Conservatives in trying to prove their own prejudices shock.

Truly amazing research carried out over on ConservativeHome:

BBC employees went Facebook mad earlier this year with 10,580 now having profiles on the social networking site. Many of them chose to specify their political views as either liberal, moderate or conservative (there isn't a socialist option available to the chagrin of many). An advanced search reveals that more than 11 times the number of BBC employees on Facebook list themselves as liberal than conservative:

BBC - 10,580
BBC liberals - 1,340
BBC moderates - 340
BBC conservatives - 120

Oh god, it's true! How can we lefties now dare to suggest the BBC isn't a bastion of anti-conservatism, biased up to the nines? Doesn't this just show how we're deluding ourselves and protecting our own at the same time when we dare to defend the organisation?

Unsurprisingly, no. As Mike Power points out, even if you take this most unscientific of surveys at face value, it still adds up to roughly 13% of BBC Facebook members and around 6.7% of BBC employees who describe themselves openly as "liberal".

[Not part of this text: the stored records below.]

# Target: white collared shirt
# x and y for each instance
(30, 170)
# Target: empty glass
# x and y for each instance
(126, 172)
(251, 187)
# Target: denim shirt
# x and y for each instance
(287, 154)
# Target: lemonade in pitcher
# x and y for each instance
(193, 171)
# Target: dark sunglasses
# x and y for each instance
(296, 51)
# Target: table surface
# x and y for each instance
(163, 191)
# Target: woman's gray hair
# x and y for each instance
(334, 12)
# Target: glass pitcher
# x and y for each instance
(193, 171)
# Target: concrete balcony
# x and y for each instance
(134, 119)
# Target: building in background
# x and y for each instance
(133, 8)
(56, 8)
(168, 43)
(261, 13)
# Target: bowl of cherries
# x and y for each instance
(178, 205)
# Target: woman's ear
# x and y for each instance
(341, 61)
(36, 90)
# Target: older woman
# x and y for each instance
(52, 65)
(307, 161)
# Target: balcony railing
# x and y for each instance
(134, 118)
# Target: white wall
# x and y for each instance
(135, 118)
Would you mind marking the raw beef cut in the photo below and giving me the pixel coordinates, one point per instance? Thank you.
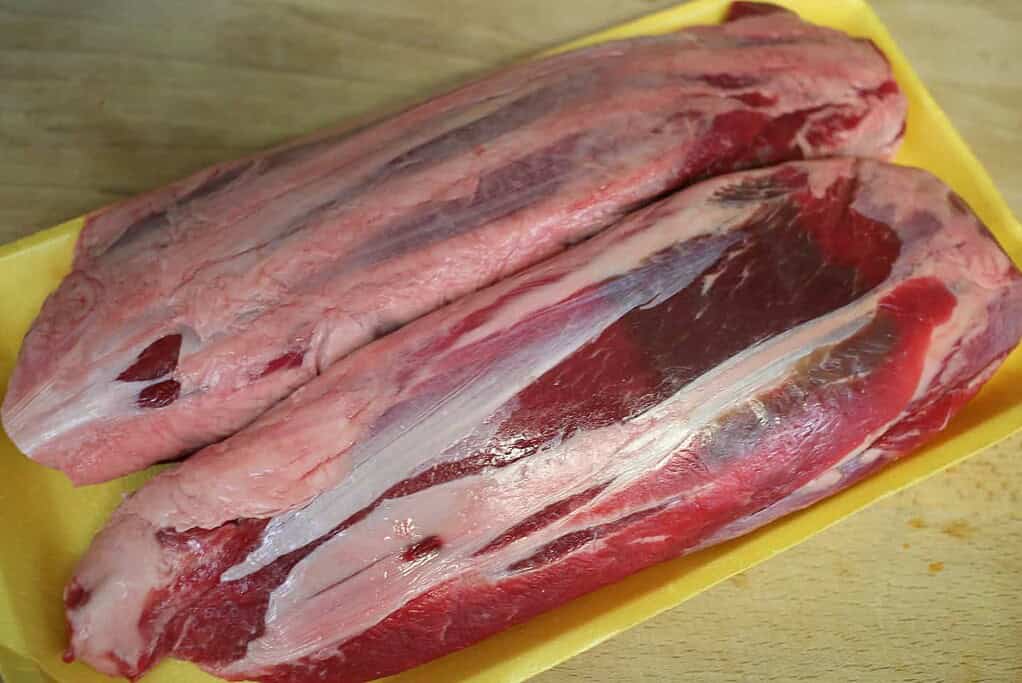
(736, 352)
(192, 310)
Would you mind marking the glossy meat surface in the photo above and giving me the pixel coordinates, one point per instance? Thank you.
(727, 356)
(192, 310)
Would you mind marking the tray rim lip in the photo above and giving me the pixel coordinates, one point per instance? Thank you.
(908, 79)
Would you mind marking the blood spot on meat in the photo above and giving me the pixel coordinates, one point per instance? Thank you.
(755, 99)
(731, 81)
(159, 395)
(427, 546)
(155, 361)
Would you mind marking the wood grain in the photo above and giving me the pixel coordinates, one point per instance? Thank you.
(102, 99)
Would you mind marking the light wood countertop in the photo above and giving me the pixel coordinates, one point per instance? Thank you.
(99, 100)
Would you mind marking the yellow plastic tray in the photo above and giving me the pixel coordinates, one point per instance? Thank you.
(47, 525)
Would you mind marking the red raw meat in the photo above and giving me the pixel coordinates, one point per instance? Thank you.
(739, 351)
(193, 309)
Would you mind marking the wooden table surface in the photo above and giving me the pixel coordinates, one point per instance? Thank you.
(102, 99)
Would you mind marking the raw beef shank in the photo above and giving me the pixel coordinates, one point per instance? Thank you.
(719, 359)
(191, 310)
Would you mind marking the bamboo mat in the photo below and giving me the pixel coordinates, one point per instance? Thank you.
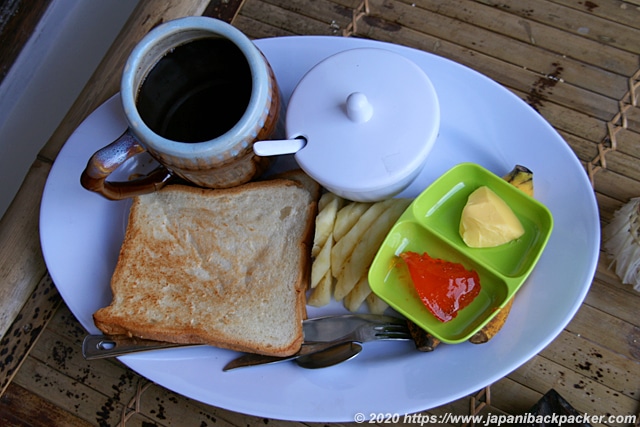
(577, 62)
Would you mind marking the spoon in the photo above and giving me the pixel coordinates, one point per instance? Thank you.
(331, 356)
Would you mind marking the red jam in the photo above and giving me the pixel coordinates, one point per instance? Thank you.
(444, 287)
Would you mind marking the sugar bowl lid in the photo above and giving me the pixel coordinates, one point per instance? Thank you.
(365, 120)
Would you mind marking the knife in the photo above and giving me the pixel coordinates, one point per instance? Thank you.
(323, 329)
(321, 335)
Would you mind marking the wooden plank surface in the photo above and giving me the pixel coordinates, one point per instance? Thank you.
(576, 62)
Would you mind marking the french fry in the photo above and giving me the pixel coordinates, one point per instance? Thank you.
(328, 206)
(358, 263)
(354, 299)
(321, 294)
(341, 251)
(322, 262)
(347, 218)
(494, 326)
(375, 304)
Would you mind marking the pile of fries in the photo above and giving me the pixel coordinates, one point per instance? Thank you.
(347, 237)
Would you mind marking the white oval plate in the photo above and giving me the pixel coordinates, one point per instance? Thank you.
(482, 122)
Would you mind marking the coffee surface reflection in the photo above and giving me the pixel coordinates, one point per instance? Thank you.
(196, 92)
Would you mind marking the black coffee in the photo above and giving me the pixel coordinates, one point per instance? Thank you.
(196, 92)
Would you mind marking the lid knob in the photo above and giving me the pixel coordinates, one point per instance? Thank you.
(359, 109)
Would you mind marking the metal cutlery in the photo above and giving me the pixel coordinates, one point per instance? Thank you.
(322, 335)
(368, 329)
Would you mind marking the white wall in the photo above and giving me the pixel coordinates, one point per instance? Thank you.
(49, 74)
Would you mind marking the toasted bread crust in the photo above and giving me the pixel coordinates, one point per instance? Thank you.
(223, 267)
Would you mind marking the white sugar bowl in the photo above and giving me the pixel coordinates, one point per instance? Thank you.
(361, 123)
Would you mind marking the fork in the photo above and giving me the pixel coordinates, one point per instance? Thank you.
(363, 333)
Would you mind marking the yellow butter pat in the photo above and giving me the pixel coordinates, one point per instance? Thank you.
(487, 221)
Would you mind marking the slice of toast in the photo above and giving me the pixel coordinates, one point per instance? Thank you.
(222, 267)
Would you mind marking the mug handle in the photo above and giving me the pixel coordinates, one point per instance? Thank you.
(109, 158)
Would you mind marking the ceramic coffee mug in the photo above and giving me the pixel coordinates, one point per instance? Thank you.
(196, 93)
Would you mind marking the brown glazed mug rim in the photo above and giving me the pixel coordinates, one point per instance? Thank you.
(156, 44)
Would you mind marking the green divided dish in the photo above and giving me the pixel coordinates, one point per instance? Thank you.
(431, 224)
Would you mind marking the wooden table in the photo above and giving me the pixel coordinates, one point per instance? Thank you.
(577, 62)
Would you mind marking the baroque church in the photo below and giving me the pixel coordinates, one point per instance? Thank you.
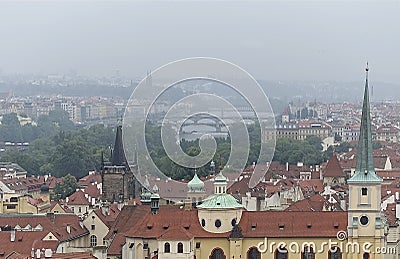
(218, 227)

In any case, just what on earth does "liberal" mean? David Cameron, lest we forget, is constantly trying to convince us that he's a "liberal conservative". I don't have a Facebook account, so I don't plan to see if he has one or what he describes himself as, but how would a "liberal conservative" thusly announce themselves as? A "moderate", a similarly nondescript term? All it shows is that someone is attempting to prove their own prejudices, something the Conservatives tend to be incredibly proficient at.